Help with designing a schema

Hi,
I’m new to dgraph. How could I design a schema for money flow between users?
Every user has an ID and could send any amount of currency to any other user.
I have transactions like this: User 1 sends 12 amount of currency to User 2 etc.

I want to build a graph like this:

How should schema look like for this? (edges with values represent the transactions between users)

Hi @Kuririn,
Without knowing any other requirements you might have, I would suggest putting a node in the middle between users, signifying a transaction type

<name> <string> @index(hash) .
<user_id> <string> @index(hash) .
<txn_id> <string> @index(hash) .
<txn_time> <datetime> .
<amount> <float> .
<recipient> uid @reverse .
<sender> uid @reverse.

type User {
  user_id
  name
}
type Transaction {
  txn_id
  txn_time
  amount
  sender
  recipient  
}

Where queries could be like

{
  txnsByUserName(func: eq(name,"John Smith")) @filter( type(User) ) {
    user_id
    ~sender {
      id
      amount
      txn_time
    }
  }
  usersByTxn(func: eq(txn_id,'42342abec')) @filter(type(Transaction)) {
    sender @filter(type(User)) {
      user_id
      name
    }
    recipient @filter(type(User)) {
      user_id
      name
    }
  }
}

(the extra type(X) filters are just for extra protection, not really required there)

Good luck!

1 Like

Thanks! I will consider it. What I want to achieve is to see all the inflows (incoming transactions) to specific users to the N degree (N hops on the graph).

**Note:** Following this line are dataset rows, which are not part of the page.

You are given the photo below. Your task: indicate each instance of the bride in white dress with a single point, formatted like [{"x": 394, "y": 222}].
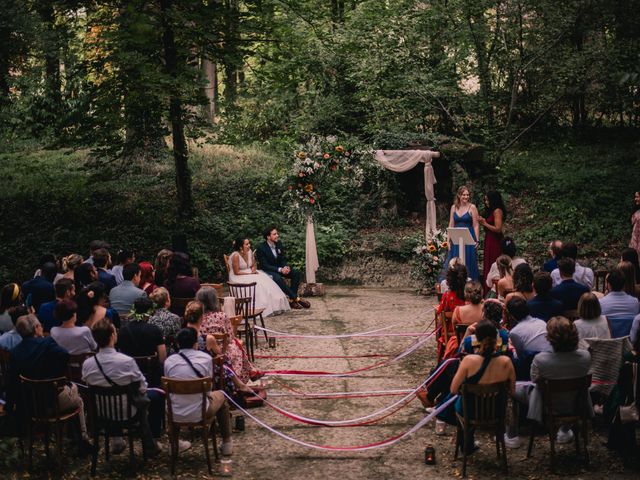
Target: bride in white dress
[{"x": 242, "y": 269}]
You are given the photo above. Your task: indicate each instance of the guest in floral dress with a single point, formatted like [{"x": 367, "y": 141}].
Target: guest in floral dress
[
  {"x": 635, "y": 223},
  {"x": 169, "y": 323},
  {"x": 452, "y": 298},
  {"x": 193, "y": 316},
  {"x": 215, "y": 321}
]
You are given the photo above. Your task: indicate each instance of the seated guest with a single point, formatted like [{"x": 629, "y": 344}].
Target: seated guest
[
  {"x": 592, "y": 324},
  {"x": 84, "y": 275},
  {"x": 10, "y": 339},
  {"x": 564, "y": 362},
  {"x": 568, "y": 291},
  {"x": 527, "y": 334},
  {"x": 92, "y": 301},
  {"x": 631, "y": 255},
  {"x": 65, "y": 289},
  {"x": 505, "y": 284},
  {"x": 146, "y": 277},
  {"x": 522, "y": 283},
  {"x": 482, "y": 368},
  {"x": 509, "y": 249},
  {"x": 617, "y": 304},
  {"x": 124, "y": 257},
  {"x": 40, "y": 289},
  {"x": 73, "y": 339},
  {"x": 180, "y": 281},
  {"x": 69, "y": 264},
  {"x": 101, "y": 260},
  {"x": 189, "y": 364},
  {"x": 492, "y": 310},
  {"x": 543, "y": 305},
  {"x": 9, "y": 297},
  {"x": 554, "y": 251},
  {"x": 139, "y": 339},
  {"x": 471, "y": 311},
  {"x": 215, "y": 321},
  {"x": 40, "y": 358},
  {"x": 193, "y": 316},
  {"x": 454, "y": 297},
  {"x": 123, "y": 296},
  {"x": 629, "y": 273},
  {"x": 161, "y": 266},
  {"x": 120, "y": 369},
  {"x": 168, "y": 323},
  {"x": 582, "y": 275}
]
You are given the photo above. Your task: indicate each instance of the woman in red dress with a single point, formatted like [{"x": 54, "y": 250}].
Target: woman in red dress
[{"x": 494, "y": 218}]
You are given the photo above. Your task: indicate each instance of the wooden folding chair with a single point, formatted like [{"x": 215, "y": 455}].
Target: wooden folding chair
[
  {"x": 483, "y": 406},
  {"x": 248, "y": 290},
  {"x": 578, "y": 388},
  {"x": 41, "y": 404},
  {"x": 202, "y": 386}
]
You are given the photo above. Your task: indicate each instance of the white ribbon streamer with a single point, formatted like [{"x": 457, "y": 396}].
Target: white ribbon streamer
[{"x": 385, "y": 443}]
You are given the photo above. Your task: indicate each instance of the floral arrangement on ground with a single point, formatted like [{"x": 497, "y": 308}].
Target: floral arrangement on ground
[{"x": 429, "y": 257}]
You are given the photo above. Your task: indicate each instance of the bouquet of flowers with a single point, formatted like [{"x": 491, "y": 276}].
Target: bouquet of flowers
[
  {"x": 312, "y": 164},
  {"x": 429, "y": 257}
]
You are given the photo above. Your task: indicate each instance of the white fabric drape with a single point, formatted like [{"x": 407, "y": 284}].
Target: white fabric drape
[
  {"x": 311, "y": 253},
  {"x": 403, "y": 160}
]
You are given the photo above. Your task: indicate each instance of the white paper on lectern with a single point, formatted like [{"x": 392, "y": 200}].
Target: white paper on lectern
[{"x": 461, "y": 236}]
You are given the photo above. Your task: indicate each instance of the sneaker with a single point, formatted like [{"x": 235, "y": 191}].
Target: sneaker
[
  {"x": 117, "y": 445},
  {"x": 512, "y": 442},
  {"x": 564, "y": 436},
  {"x": 227, "y": 447}
]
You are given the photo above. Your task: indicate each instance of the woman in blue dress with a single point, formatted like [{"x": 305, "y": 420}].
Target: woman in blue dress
[{"x": 465, "y": 214}]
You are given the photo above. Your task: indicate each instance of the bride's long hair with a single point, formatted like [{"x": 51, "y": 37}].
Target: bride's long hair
[{"x": 238, "y": 243}]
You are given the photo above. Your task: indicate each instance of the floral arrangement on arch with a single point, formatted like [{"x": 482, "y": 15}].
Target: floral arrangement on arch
[
  {"x": 313, "y": 165},
  {"x": 429, "y": 257}
]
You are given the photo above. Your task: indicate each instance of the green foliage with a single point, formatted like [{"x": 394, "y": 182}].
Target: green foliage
[{"x": 571, "y": 192}]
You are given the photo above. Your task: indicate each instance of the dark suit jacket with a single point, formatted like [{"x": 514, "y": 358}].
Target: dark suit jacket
[
  {"x": 269, "y": 263},
  {"x": 569, "y": 292},
  {"x": 107, "y": 279},
  {"x": 37, "y": 358}
]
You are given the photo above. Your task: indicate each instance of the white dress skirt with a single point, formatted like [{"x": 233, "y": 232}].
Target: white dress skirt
[{"x": 268, "y": 294}]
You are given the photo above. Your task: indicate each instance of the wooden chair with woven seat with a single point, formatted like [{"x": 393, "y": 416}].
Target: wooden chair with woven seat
[
  {"x": 74, "y": 367},
  {"x": 42, "y": 409},
  {"x": 112, "y": 409},
  {"x": 443, "y": 322},
  {"x": 248, "y": 290},
  {"x": 484, "y": 406},
  {"x": 201, "y": 386},
  {"x": 244, "y": 326},
  {"x": 579, "y": 416}
]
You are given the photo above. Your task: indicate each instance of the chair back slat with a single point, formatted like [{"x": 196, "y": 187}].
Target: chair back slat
[{"x": 41, "y": 397}]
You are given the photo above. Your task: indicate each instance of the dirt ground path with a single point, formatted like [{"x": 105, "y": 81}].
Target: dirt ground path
[{"x": 262, "y": 455}]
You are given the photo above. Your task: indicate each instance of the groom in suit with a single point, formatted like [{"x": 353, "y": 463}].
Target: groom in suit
[{"x": 272, "y": 261}]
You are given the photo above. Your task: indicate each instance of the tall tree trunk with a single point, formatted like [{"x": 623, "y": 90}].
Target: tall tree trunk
[
  {"x": 180, "y": 152},
  {"x": 211, "y": 88}
]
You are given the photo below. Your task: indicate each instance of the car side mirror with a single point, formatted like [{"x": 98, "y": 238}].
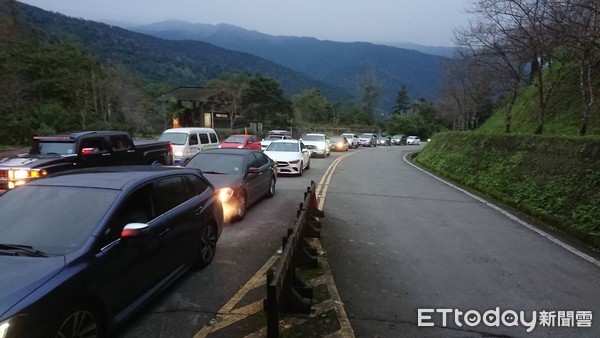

For example graph that I showed would be displayed for User 4.

yea to do things like ‘show me people who have given money to anyone who has given money to me’ you could query as something like:

{
  q(func: eq(name,"John Smith")) @recurse {
    ~recipient
    sender
    txn_id
    user_id
  }
}

which would follow all reverse recipient edges, all sender edges, and collect txn_id and user_id along the way.

Another cool thing you can do here is ask “has person A ever been financially connected to person B though any possible path?” using a shortest_path query.

2 Likes

Awesome! It’s what I need. I will dig deeper into it. Thanks!

@iluminae you was so helpful. Do you know if I can add own uid? Because when I’m adding new transactions I must first check uid of user and it’s additional query (I must specify uid for sender, recipient fields).

im not sure what you question is asking exactly, so correct me if my assumptions are wrong here:

  • If you want to update based on user’s ids:
    • you can use upserts to look up ids to link to. (see here). Here is a complex version with alot of sanity checking that may not be required in your case:
upsert {
  query {
    userA as var(func: eq(user_id,"7tsuynaebvj"))
    userB as var(func: eq(user_id,"eoineovvhe"))
    transaction as var(func: eq(txn_id,"teohdht")) @filter(uid_in(sender,userA) AND uid_in(recipient,userB)) # for sanity check, find a already existing trasaction that exactly matches what you are about to insert
  }
  mutation @if(eq(len(transaction),0)) { #only perform this mutation if no existing transaction exists (extra, not really required for this use case)
    set {
      # note that if any of these variables are empty (above query did not find anything) it will assign a new uid
      uid(transaction) <txn_id> "teohdht" .
      uid(transaction) <sender> uid(userA) .
      uid(transaction) <recipient> uid(userB) .
      uid(transaction) <amount> "3456.345" . 
    }
  }
  # set user information. If you know absolutely these must exist already, both of these mutations are probably unnecessary.
  mutation @if(eq(len(userA),0)) { #fill in userA's id if this node is new
    set {
      uid(userB) <user_id> "7tsuynaebvj" .
      #maybe name and info too
    }
  }
  mutation @if(eq(len(userB),0)) { #fill in userB's id if this node is new
    set {
      uid(userB) <user_id> "eoineovvhe" .
      #maybe name and info too
    }
  }
}

(note: i free form wrote this and did not run it)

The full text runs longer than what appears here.